Ich bin während des letzten Winters so gewohnt geworden, mich mit Ew. Wohlgeb. über unsere gemeinschaftlichen Studien zu unterhalten, daß ich mir die Freude nicht versagen kann, es auch von hier aus zu thun, u. auf Ihre Nachsicht dabei rechnen zu können mir schmeichle.

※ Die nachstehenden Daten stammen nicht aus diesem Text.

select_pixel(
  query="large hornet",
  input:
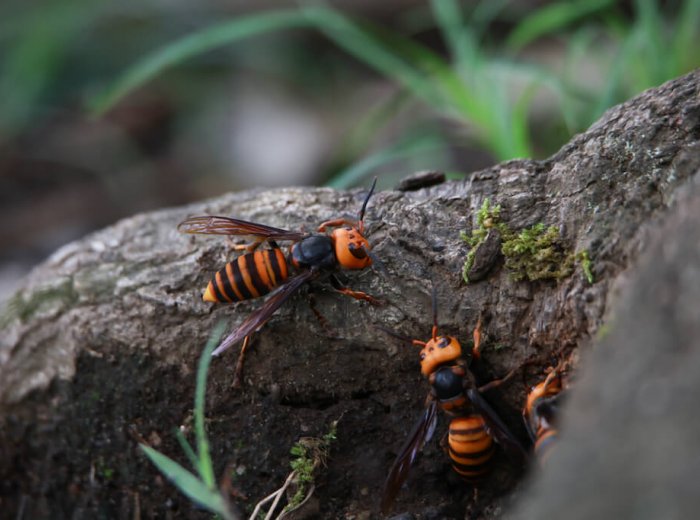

Ich treibe das Sanskritstudium mit großem Eifer fort, u. es fällt nicht leicht ein Tag aus, an dem ich nicht lese. Es geht mit dem Ramayana, wie Sie mir voraus sagten, viel besser, als mit dem schwierigen Hitopadesa. Ich fühle mich wie in einem leichten Elemente dagegen. Sehr Vieles verstehe ich ohne die Uebersetzung, oft ganze Seiten, nach eingesehener Uebersetzung bleibt mir wenig dunkel, u. manchmal bilde ich mir ein, daß die Uebersetzung Unrecht hat. Ich mache beim Lesen immer selbst eine ins Deutsche, u. merke mir die Schwierigkeiten in Sinn u. Formenanalyse an. Dies hält mich zwar sehr auf, doch werde ich es wohl noch einige Zeit fortsetzen. Es nöthigt doch mehr, sich bestimmte Rechenschaft zu geben. Ich bin im 3. Abschnitt. Was ich bis jetzt gelesen habe, erreicht bei weitem die Schönheit des Nalus nicht. Vorzüglich ist die Slokenerfindung bei den Kap. über die Reihen[a] keine sehr sinnreiche Dichtung.

Zugleich lese ich den Nalus ganz statarisch, was mir sehr wohl thut. Ew. Wohlgeb. haben wirklich mit dieser Ausgabe dem Sanskritstudium einen ungleich größeren Dienst erwiesen, als Sie vielleicht selbst glauben.

Da Sie mir erlauben, Ihnen Schwierigkeiten mitzutheilen, so nehme ich mir die Freiheit Ihnen einige Bemerkungen über Stellen vorzulegen, die wieder das gerundium, oder sogenannte part. indeclinabile betreffen.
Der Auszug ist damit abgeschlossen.